Tips for programming and project management
Take them at face value…
Programming can be tricky, particularly for beginners who may not be aware of best practices and strategies for writing code. It is important to learn and develop good practices early, as it will help significantly when actually working with your data.
Here are some of my tips for programming and data analysis, not that I’m an expert by any means, but this follows my own experience and the recommendations of others.
1. Organise your projects appropriately
For projects, particularly larger ones, organising your project folder appropriately is important. It makes it a lot easier to find files and to keep track of what you are doing. There’s no single recommended way, but you can follow existing templates such as the cookiecutter
initiative, which automatically creates a specific folder structure. Cookiecutter
may be a bit overkill, particularly if you are new to programming, but you can always simplify its template.
For example, you may choose to have a folder structure like this where core features of your project i.e, data, scripts and results, are nicely organised into distinct folders and sub-folders.
/
my_project/
├── data/
│ ├── raw/
│ └── processed/
├── scripts/
│ ├── R
│ └── Rmd/
├── output/
│ ├── figures/
│ └── txt/
├── docs
├── .gitignore
├── README.md └── my_project.Rproj
2. Discretize using Markdown chunks instead of writing continuous scripts
Organisation is also important within the scripts that you write. Markdown is a great way to do this, which you can also use to create interactive documents - like this course!
Within each script, you can separate your analyses into discrete chunks, which will run independently, instead of having one long script. This makes it easier to understand what exactly is being done at each step, both for yourself and for others who may not know your code. It also means that you can run each chunk independently, which is useful if you are working with a long pipeline and want to run a specific analysis without having to run the entire script.
For example, you can have a script like this, where each chunk represents a different analysis or step in the data analysis pipeline:
1 - Load packages
Chunk
...2 - Process data
Chunk
...3 - Analysis 1
Chunk
...4 - Analysis 2 Chunk
Subsequently, if you have to make changes to a specific analysis, you can do so easily without having to change other analyses, as they naturally follow each other.

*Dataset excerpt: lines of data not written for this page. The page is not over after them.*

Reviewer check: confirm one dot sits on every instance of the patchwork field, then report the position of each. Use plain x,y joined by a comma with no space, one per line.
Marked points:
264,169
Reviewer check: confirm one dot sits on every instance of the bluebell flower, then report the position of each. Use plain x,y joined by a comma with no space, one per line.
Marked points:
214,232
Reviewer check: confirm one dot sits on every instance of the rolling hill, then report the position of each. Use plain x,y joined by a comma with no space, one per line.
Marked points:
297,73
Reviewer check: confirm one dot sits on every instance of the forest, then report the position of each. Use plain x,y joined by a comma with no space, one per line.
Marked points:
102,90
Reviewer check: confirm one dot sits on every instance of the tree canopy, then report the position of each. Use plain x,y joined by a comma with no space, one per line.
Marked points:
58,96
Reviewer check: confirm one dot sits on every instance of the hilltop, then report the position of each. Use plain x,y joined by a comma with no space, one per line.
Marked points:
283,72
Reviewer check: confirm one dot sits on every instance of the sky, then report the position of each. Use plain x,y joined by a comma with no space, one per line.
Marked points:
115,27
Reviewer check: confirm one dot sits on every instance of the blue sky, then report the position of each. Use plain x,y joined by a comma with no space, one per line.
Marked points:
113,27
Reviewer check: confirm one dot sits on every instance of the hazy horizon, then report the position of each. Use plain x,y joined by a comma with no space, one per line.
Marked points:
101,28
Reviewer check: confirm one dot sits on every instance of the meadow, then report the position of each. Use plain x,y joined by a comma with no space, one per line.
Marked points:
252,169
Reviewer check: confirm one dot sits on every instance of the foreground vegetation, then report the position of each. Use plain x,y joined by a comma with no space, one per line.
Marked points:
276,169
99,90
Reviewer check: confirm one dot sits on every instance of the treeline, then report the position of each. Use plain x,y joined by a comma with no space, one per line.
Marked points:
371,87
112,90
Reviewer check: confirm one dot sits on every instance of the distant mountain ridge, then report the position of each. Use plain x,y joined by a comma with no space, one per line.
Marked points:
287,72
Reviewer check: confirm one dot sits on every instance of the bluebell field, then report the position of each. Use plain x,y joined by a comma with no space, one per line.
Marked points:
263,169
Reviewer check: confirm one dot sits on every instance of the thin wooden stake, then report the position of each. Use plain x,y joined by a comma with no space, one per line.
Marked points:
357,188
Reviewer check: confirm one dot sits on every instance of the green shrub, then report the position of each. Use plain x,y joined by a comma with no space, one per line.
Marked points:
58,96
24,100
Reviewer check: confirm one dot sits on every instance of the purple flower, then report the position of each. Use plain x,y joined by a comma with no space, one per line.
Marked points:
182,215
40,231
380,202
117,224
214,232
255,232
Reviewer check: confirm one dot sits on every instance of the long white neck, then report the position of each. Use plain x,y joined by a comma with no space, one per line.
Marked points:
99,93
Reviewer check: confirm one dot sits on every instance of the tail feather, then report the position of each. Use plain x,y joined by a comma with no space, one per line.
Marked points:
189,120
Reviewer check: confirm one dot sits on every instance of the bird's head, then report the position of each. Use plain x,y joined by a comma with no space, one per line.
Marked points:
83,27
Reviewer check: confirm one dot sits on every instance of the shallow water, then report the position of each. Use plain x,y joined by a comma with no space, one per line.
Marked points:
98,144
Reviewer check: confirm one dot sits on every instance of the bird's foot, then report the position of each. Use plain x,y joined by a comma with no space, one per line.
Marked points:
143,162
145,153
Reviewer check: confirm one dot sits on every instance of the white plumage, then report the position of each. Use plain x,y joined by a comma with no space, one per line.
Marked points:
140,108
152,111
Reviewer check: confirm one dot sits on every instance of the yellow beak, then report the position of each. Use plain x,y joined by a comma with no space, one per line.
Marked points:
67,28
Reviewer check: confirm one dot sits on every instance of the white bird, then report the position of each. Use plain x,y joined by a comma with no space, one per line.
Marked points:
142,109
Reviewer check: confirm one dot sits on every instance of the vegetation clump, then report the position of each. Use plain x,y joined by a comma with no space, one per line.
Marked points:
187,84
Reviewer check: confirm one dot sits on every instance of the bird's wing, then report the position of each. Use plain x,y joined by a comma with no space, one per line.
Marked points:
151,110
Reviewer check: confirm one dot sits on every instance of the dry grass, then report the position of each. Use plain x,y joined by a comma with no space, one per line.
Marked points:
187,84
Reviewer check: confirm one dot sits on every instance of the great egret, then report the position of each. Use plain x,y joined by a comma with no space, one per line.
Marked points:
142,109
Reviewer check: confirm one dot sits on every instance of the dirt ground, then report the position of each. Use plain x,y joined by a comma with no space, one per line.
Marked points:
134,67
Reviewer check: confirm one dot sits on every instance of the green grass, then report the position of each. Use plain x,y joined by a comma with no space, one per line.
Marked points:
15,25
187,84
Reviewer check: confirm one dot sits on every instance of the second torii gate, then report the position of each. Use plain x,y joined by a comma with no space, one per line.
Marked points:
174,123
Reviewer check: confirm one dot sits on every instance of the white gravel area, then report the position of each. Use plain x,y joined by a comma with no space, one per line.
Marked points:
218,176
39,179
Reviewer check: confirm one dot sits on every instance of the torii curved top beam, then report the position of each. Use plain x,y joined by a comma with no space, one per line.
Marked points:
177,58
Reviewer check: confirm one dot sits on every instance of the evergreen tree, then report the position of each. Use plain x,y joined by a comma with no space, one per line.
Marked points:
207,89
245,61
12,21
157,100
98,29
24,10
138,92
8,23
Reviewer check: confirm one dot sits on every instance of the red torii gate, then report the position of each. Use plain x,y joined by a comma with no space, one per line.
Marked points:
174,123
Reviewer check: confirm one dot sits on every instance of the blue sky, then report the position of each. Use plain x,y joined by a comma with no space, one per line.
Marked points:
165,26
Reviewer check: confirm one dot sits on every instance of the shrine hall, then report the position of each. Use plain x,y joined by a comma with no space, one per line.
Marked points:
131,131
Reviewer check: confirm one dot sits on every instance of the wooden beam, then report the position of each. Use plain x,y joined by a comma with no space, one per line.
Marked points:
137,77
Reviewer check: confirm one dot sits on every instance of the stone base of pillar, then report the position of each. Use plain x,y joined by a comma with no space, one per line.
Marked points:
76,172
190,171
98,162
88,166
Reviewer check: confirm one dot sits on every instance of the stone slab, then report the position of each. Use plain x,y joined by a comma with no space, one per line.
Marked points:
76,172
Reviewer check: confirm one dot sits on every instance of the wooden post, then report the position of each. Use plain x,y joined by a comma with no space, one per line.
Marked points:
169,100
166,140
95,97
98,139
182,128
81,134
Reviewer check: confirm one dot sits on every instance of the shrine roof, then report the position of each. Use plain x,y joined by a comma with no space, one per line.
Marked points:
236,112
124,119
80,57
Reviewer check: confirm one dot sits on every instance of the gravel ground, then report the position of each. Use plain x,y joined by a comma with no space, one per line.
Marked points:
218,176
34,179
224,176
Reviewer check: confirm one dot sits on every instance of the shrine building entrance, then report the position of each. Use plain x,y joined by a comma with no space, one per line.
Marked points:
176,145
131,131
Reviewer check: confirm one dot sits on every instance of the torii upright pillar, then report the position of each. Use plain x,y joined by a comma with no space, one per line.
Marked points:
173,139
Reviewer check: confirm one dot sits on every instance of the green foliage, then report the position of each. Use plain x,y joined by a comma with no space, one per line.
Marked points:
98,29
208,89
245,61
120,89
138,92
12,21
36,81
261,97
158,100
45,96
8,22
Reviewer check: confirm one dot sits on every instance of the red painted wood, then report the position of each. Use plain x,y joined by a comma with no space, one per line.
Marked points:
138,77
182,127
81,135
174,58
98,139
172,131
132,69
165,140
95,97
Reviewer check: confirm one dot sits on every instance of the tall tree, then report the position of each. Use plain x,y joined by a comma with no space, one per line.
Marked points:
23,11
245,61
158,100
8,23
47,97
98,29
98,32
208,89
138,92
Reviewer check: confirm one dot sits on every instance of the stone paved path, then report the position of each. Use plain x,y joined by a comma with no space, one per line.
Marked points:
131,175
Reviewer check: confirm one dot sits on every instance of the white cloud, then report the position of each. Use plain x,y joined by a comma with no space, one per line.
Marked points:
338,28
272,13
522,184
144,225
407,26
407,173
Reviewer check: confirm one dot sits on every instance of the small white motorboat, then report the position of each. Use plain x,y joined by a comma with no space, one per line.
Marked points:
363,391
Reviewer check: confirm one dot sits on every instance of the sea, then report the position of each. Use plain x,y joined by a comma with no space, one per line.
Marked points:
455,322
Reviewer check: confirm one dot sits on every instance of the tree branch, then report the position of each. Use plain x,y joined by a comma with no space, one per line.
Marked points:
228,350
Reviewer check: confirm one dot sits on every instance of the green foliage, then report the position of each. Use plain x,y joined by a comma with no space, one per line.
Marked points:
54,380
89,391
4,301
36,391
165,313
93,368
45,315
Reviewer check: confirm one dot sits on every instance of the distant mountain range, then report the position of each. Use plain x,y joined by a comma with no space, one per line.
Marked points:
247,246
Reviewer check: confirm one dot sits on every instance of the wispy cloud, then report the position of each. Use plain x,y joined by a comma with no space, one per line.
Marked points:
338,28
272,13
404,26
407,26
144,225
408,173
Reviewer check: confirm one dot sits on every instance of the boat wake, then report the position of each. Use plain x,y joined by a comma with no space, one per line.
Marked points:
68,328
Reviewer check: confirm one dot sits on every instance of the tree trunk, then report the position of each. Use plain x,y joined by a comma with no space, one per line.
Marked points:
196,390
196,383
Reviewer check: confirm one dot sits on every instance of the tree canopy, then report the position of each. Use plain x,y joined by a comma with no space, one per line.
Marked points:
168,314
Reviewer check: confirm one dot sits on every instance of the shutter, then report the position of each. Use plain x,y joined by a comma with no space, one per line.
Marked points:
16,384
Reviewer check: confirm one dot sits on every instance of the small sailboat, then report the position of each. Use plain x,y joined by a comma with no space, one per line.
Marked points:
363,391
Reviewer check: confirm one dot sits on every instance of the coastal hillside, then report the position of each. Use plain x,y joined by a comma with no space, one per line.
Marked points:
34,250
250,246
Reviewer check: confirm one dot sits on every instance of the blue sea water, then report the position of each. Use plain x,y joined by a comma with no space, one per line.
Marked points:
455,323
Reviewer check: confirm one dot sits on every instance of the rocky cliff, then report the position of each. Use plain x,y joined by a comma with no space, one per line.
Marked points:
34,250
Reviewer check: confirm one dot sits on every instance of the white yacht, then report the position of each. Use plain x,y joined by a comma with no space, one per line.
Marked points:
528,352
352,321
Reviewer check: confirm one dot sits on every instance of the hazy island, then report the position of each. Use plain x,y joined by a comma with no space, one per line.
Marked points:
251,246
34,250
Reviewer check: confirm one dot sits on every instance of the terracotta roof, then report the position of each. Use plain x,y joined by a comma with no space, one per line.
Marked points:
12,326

4. Use large language models but wisely
Programming has significantly changes since the advent of large language models (LLMs), which can provide increasingly sophisticated code in response to user-generated prompts. However, using LLMs for this purpose is often a double-edged sword. Whilst you may be more productive, you may also be less likely to understand what the code is doing. In addition, LLMs may not be as appropriate for certain tasks, e.g., for advising scientific analyses and hypotheses.
LLMs are best suited to perform low-level tasks that don’t require human-based or scientific reasoning. A great example would be for plot-generation, which doesn’t require much thought, but does require a lot of code, particularly for more complex plots. For example, you can ask ChatGPT to generate a plot using ggplot2
in R, and it will generate the code for you in no time!
Prompting ChatGPT to generate a plot using ggplot2
Understanding the best practices for programming using LLMs is a whole separate topic in of itself, but ultimately, it is important to remember that LLMs are just that - language models. One framework for working with LLMs is presented below, where the first stage is to understand the task and whether it is suitable for the model. The second stage is to discern the model output, and whether it is appropriate for your aim. The third stage is to calibrate the output appropriately based on how well the code performs, and finally, you can iteratively refine the output by submitting follow-up prompts1.
A framework for using LLMs in scientific work (Sohail & Lin, 2025)
5. Tutorials are fine, but get stuck in
Ultimately, the best way to learn programming is through experience, ideally by working on your own project. This way you will get experience with all stages of the data analysis pipeline, including data preprocessing, analysis and visualisation. Whilst tutorials are useful, they don’t reflect the process of working with data and the problems that may arise. There’s a reason why the phrase “tutorial hell” exists! 2
Use tutorials to get a basic understanding of a programming language or software, and determine whether that may be something that you could use. But then actually learn by working on your own projects.